Norma kesusilaan bertujuan agar manusia hidup berakhlak atau mempunyai hati nurani bersih. Norma kesusilaan adalah sekumpulan peraturan hidup yang dianggap sebagai suara hati nurani setiap manusia. Norma ini berhubungan dengan manusia sebagai individu, karena menyangkut kehidupan pribadi manusia. Peraturan-peraturan hidup ini berupa bisikan kalbu atau suara hati yang diakui dan diinsyafi oleh setiap orang sebagai pedoman dalam sikap dan perbuatannya. Sumber dari norma kesusilaan adalah hati nurani sanubari manusia itu sendiri, jadi bersifat otonom dan tidak ditujukan kepada hal-hal yang bersifat lahir, tetapi ditujukan kepada sifat bathin manusia itu sendiri. Dengan demikian sanksi norma kesusilaan lebih menekankan pada adanya penyesalan dalam diri atau bathin seseorang yang melakukan pelanggaran terhadap norma kesusilaan tersebut, misalnya seseorang berbuat tidak jujur maka sebenarnya hati nuraninya mengakui tindakannya itu sehingga mungkin saja dalam dirinya akan timbul rasa penyesalan terhadap perbuatan yang telah dilakukannya.
4) Norma hukum bersumber dari kekuasaan (pemerintah) yang berdaulat. Norma hukum yang berdasarkan filsafat Negara dan hukum dasar (konstitusi) tetap berakar dalam sosio-budaya bangsa, yakni asa kerohanian Negara-bangsa itu. Norma hukum mengatur dan menjamin ketertiban Negara dan rakyat; batas kekuasaan dan keadilan, hak dan kewajiban penduduk dalam Negara, disiplin manusia dalam Negara, norma Negara ditetapkan atas nama Negara, ditegakkan oleh lembaga-lembaga Negara.
Meskipun norma hukum berbeda dengan berbagai norma tersebut diatas, tetapi dalam pelaksanaannya norma hukum tetap berkaitan dengan semua norma yang ada dan berlaku dalam kehidupan manusia.

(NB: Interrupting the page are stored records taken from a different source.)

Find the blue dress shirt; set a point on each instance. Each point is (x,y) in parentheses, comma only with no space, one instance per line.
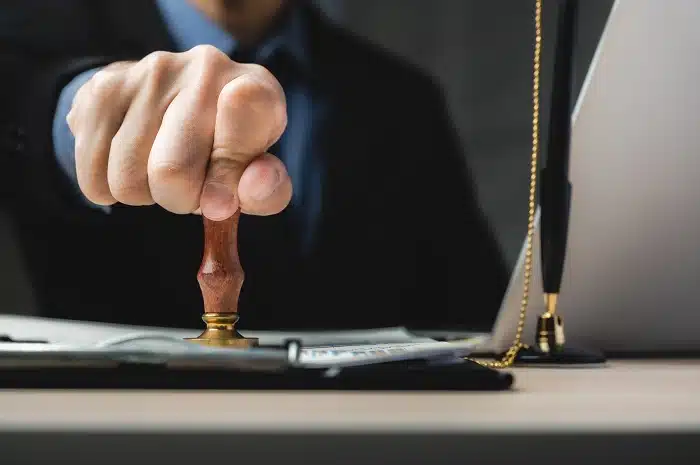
(189,27)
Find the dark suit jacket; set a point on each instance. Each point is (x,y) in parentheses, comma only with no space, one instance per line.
(402,239)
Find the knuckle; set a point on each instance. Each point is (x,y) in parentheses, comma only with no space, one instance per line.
(156,67)
(168,172)
(210,56)
(157,62)
(126,173)
(105,84)
(252,92)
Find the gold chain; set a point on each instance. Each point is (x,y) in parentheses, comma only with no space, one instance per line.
(509,357)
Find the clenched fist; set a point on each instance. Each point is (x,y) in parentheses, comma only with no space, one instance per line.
(187,131)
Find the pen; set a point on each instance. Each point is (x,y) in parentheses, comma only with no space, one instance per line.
(555,188)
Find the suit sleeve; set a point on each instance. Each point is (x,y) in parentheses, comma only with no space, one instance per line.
(462,274)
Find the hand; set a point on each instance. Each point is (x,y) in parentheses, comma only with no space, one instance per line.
(187,131)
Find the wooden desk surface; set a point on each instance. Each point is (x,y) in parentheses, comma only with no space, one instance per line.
(629,396)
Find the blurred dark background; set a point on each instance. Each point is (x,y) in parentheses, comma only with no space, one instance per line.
(481,52)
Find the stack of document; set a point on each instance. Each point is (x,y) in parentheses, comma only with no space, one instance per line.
(64,341)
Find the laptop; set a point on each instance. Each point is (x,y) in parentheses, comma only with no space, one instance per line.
(632,274)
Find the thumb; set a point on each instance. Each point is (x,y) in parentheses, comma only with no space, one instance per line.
(247,123)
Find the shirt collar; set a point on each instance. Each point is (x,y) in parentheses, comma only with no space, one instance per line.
(189,27)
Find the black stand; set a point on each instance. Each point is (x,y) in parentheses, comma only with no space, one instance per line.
(565,357)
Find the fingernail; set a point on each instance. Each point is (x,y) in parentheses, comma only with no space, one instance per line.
(218,202)
(269,182)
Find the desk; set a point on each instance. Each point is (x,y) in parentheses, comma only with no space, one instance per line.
(586,408)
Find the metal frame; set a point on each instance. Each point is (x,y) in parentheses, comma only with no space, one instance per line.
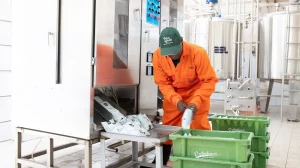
(19,161)
(155,138)
(285,60)
(240,94)
(135,152)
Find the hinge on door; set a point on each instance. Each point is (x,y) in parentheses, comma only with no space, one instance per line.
(93,61)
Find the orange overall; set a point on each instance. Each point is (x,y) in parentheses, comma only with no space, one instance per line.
(192,80)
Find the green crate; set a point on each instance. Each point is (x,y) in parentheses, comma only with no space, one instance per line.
(182,162)
(260,159)
(260,143)
(256,124)
(218,145)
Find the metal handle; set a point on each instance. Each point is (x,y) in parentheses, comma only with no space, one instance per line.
(50,42)
(164,24)
(137,14)
(147,35)
(249,97)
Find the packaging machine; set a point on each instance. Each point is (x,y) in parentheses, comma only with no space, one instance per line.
(69,55)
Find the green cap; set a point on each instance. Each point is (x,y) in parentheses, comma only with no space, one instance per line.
(170,41)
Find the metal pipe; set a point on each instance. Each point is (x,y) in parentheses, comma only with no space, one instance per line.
(239,38)
(227,7)
(250,59)
(244,83)
(243,44)
(235,34)
(256,45)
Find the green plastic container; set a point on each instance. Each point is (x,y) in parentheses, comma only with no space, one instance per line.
(182,162)
(260,143)
(260,159)
(256,124)
(214,145)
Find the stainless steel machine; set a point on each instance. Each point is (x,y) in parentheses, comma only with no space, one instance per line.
(69,54)
(279,59)
(232,45)
(216,35)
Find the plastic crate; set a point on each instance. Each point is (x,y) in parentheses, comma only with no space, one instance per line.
(181,162)
(260,159)
(218,145)
(256,124)
(260,143)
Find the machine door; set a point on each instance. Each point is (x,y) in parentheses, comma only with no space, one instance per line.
(117,40)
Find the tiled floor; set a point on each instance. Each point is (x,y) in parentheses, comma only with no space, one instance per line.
(284,145)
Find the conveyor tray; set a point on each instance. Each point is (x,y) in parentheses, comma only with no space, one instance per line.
(159,134)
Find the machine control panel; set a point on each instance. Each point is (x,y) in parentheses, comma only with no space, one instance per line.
(153,12)
(149,57)
(149,67)
(149,70)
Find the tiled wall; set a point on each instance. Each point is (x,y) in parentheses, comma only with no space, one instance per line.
(5,69)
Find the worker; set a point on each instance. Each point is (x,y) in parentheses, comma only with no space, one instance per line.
(186,79)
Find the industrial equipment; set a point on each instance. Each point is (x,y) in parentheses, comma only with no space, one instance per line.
(232,45)
(72,56)
(279,59)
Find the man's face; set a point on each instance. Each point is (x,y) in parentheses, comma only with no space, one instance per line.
(176,56)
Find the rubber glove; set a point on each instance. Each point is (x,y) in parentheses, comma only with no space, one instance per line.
(193,107)
(181,105)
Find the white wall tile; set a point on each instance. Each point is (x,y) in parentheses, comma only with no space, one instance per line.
(5,133)
(5,108)
(5,57)
(5,33)
(5,9)
(5,83)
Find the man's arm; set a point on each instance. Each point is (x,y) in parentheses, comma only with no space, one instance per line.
(207,77)
(165,86)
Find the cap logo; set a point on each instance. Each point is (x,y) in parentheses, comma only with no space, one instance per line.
(167,40)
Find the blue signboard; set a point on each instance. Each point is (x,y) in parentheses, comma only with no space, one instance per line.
(153,12)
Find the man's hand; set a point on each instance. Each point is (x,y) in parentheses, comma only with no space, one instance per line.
(193,107)
(181,106)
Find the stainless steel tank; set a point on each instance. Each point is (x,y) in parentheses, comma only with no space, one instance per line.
(221,47)
(273,33)
(216,36)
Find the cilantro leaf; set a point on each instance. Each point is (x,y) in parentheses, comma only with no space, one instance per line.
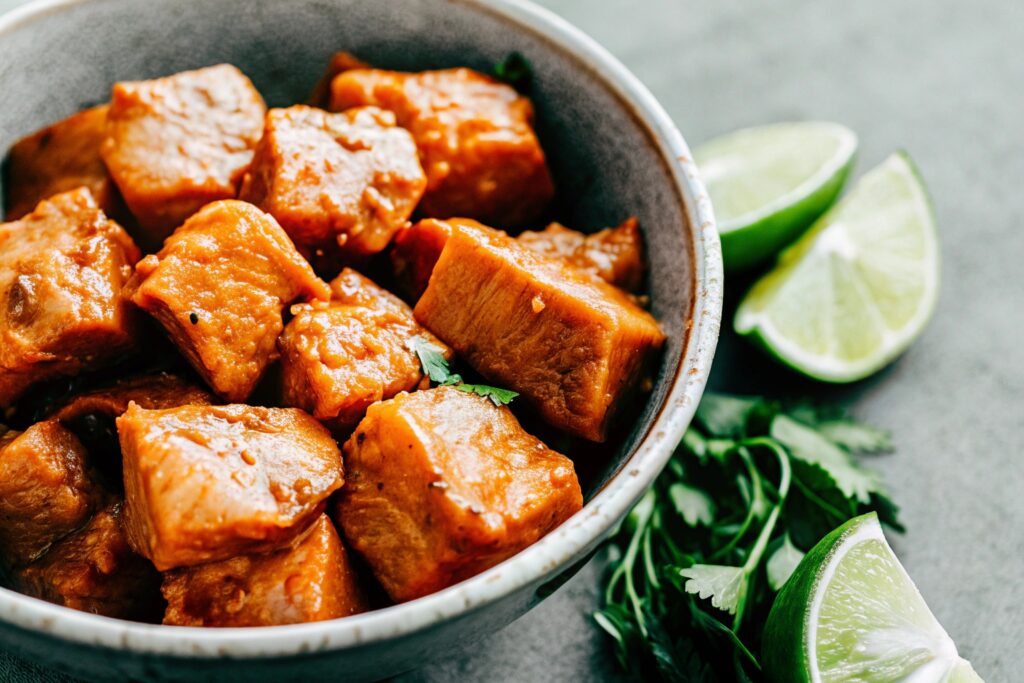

Tegasnya hukum yang ideal, ialah yang sesuai dengan norma-norma yang ada.
Misalnya norma hukum perkawinan (undang-undang perkawinan No 1 Tahun 1974) tetap bersumber dan berlandaskan agama dan filsafat hidup dalam Negara RI.
Sementara itu menurut Soejono Soekanto (1980) norma hukum bertujuan untuk mencapai kedamaian dalam pergaulan hidup antar manusia. Kedamaian tersebut akan tercapai dengan menciptakan suatu keserasian antara ketertiban (yang bersifat lahiriah) dengan ketentraman (yang bersifat bathiniah). Kedamaian melalui keserasian antara ketertiban dengan ketentraman ini merupakan salah satu ciri yang membedakan hukum dengan kaidah-kaidah sosial lainnya. Salah satu ciri terpenting lainnya dari kaidah hukum terletak pada kekuatan sanksinya. Berlakunya kaidah hukum ditopang oleh kekuatan sanksinya yang dapat dipaksakan melalui organ-organ penegak hukum.

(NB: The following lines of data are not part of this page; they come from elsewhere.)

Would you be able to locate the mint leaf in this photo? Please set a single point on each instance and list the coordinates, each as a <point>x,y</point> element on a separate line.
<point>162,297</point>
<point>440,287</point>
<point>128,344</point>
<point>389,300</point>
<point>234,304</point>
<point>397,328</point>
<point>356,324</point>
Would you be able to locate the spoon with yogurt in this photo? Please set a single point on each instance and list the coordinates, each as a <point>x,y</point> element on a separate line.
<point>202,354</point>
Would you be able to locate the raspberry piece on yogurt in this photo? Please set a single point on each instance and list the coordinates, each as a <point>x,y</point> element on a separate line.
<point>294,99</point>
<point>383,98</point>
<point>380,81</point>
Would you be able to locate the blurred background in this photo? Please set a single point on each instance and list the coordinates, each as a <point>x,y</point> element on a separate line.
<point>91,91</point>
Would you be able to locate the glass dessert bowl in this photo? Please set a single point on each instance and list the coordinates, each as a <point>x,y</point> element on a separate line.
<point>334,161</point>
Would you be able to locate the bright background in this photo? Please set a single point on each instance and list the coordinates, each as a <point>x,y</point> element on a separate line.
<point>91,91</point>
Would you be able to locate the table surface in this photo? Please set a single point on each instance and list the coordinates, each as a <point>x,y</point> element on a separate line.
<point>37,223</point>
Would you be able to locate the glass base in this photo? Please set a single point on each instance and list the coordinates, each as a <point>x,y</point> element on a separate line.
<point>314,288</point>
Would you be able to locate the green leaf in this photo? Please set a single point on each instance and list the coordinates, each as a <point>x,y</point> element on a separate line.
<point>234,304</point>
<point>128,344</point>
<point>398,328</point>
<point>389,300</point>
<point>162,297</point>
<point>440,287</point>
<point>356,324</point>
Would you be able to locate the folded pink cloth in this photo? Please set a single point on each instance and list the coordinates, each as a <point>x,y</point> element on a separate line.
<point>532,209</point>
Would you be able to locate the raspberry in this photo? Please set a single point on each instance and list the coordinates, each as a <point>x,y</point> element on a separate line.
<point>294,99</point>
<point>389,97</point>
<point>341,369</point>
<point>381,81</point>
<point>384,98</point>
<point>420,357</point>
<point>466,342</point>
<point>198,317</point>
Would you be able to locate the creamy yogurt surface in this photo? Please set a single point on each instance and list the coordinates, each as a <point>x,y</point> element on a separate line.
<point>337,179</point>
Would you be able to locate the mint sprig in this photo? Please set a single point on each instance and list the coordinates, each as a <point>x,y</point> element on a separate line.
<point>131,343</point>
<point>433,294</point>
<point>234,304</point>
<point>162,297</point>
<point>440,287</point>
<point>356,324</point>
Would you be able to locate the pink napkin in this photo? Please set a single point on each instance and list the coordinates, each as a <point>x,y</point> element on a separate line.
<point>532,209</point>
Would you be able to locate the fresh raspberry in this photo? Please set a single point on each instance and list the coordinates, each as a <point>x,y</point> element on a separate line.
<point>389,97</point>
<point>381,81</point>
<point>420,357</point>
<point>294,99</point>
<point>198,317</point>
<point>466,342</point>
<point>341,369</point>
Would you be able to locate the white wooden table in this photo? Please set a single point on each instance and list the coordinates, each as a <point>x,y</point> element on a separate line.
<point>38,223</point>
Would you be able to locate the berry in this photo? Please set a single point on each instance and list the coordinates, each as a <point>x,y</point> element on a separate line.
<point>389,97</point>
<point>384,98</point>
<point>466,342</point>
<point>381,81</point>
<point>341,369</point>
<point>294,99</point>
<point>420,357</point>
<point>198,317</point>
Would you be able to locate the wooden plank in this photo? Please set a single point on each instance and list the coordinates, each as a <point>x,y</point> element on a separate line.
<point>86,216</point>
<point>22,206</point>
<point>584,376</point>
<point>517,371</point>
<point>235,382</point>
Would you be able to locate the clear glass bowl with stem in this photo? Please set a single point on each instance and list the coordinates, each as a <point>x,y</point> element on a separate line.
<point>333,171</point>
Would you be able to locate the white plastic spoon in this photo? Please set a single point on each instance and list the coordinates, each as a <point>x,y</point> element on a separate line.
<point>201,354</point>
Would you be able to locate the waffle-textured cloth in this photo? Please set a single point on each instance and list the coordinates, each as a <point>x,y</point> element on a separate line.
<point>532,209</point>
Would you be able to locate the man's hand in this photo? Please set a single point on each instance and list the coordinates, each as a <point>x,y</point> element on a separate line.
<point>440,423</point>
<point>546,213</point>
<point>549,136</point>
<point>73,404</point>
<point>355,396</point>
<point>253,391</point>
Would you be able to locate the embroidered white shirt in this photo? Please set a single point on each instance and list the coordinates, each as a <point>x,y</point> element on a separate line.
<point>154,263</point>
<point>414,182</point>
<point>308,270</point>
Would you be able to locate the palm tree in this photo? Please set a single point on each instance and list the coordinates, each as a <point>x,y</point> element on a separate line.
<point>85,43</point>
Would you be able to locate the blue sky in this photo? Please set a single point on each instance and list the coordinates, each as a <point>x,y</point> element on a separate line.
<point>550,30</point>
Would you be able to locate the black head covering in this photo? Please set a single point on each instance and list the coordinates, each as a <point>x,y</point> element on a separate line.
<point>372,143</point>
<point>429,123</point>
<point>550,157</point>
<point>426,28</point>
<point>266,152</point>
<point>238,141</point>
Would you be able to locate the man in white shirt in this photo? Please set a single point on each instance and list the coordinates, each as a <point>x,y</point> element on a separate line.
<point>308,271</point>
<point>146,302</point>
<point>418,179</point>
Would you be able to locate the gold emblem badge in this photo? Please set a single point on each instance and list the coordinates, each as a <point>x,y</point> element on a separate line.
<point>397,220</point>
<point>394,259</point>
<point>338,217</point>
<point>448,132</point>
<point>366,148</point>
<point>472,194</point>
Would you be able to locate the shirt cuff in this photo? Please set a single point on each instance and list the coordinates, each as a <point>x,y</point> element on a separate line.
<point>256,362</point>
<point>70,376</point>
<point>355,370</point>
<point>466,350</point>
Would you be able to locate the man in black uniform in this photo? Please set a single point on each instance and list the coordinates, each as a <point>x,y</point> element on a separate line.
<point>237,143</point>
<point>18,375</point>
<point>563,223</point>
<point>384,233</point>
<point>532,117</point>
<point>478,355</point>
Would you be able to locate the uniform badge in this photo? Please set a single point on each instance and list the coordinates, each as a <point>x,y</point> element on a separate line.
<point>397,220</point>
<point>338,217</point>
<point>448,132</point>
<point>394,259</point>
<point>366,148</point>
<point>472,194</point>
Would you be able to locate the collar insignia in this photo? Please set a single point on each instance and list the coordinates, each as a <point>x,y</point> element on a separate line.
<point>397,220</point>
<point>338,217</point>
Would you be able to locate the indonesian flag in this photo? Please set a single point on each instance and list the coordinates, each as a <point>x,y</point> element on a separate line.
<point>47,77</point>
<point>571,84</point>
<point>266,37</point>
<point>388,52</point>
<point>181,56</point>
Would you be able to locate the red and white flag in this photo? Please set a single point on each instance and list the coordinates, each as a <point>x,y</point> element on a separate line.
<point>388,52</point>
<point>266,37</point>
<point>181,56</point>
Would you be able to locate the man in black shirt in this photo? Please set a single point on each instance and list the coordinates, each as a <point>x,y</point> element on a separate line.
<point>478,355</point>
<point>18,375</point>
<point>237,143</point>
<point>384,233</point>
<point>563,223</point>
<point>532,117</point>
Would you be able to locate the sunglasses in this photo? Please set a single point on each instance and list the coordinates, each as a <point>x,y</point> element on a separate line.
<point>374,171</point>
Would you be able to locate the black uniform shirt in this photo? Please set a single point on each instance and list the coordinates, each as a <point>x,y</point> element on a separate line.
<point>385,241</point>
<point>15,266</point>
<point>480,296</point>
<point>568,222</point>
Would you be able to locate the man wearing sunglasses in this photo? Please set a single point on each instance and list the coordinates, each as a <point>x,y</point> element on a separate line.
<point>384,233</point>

Menurut Kelsen (1995) hukum adalah suatu tata yang bersifat memaksa. Suatu tata sosial yang berusaha menimbulkan perilaku para individu sesuai dengan yang diharapkan melalui pengundangan tindakan-tindakan paksaan. Disebut demikian karena peraturan itu mengancam perbuatan-perbuatan yang merugikan masyarakat dengan tindakan-tindakan paksaan yaitu menetapkan tindakan paksaan tersebut didalam undang-undang. Tindakan paksaan ini memberikan suatu perbedaan dari semua tata sosial lainnya yaitu tata sosial yang memberikanganjaran sebagai sanksinya, dan lebih utama lagi tata sosial yang tidak mengundangkan sanksi sama sekali, yang mendasarkan pada teknik motivasi langsung. Efektivitas dari tata sosial ini terletak bukan pada paksaan melainkan pada kepatuhan sukarela.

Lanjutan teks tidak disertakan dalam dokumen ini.